Parallel Query Execution
The Parallel Query Execution feature optimizes the execution of large queries accessing tables with many rows by parallelizing their processing.
When enabled, Optimizer v3
identifies opportunities to parallelize query execution.
The optimizer begins by analyzing accesses to large tables that can be fragmented and dynamically generates both a parallel and single-threaded query plan.
The optimizer then selects the plan with the lowest cost, which may result in parallelizing the entire query or only parts of it.
The query is logically partitioned and then executed in parallel by workers, which produce intermediate results. These results are then aggregated by the main thread, also referred to as the query coordinator. Queries can be processed using multiple workers on a single Transaction Engine (TE).
Configuration
Parallel query execution is enabled by default. Parallel query execution may be configured during TE startup in two ways:
-
The degree of parallelization can be adjusted by changing the
parallel-execution-max-threads
database option. A value of 1 will disable parallel execution. -
The minimum number of rows estimated to be scanned before we will consider parallel execution can be adjusted by changing the
parallel-execution-min-rows
database option. Increasing the value will reduce the usage of parallel execution.
We recommend using the default values.

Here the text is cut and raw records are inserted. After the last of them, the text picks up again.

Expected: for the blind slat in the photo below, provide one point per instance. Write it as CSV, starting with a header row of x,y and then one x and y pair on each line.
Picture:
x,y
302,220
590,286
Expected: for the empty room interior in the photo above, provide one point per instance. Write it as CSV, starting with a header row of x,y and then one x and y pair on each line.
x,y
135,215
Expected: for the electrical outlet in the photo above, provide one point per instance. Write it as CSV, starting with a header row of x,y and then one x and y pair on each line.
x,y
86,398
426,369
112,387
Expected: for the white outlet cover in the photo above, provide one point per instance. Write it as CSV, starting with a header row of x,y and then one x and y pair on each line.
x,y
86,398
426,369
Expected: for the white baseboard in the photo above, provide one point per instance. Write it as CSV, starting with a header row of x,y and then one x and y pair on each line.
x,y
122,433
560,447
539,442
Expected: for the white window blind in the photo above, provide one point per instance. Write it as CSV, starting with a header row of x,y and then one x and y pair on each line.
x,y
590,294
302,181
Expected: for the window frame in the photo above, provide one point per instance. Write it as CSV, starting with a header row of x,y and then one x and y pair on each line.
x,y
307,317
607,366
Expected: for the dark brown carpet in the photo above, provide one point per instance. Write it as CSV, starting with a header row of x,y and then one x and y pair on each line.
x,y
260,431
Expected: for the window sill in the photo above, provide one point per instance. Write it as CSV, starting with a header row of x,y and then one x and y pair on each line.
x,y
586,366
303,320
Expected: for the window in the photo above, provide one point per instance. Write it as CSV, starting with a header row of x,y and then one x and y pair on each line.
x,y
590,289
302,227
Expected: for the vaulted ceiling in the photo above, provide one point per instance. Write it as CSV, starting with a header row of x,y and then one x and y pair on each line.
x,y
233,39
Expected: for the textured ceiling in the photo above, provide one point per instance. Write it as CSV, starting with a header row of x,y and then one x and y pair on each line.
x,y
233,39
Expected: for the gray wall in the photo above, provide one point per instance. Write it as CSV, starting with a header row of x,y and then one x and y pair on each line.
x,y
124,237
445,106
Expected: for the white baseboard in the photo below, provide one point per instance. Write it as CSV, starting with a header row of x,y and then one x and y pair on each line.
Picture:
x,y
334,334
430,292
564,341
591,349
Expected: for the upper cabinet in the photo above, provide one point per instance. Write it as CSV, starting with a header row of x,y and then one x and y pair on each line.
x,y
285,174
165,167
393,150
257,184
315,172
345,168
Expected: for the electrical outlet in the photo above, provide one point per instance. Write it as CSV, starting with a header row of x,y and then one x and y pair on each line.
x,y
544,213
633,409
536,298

If the configuration is changed, it is recommended to apply the same configuration to all TEs.
Example
Use the EXPLAIN statement to check whether a query will use parallel execution.
Alternatively, query the SYSTEM.LASTSTATEMENT
table and inspect the ISPARALLELQUERY
column to verify if the last executed query used parallel execution.
The SYSTEM.LASTPARALLELSTATEMENT
table provides statistics for the last parallel statement executed by the current client.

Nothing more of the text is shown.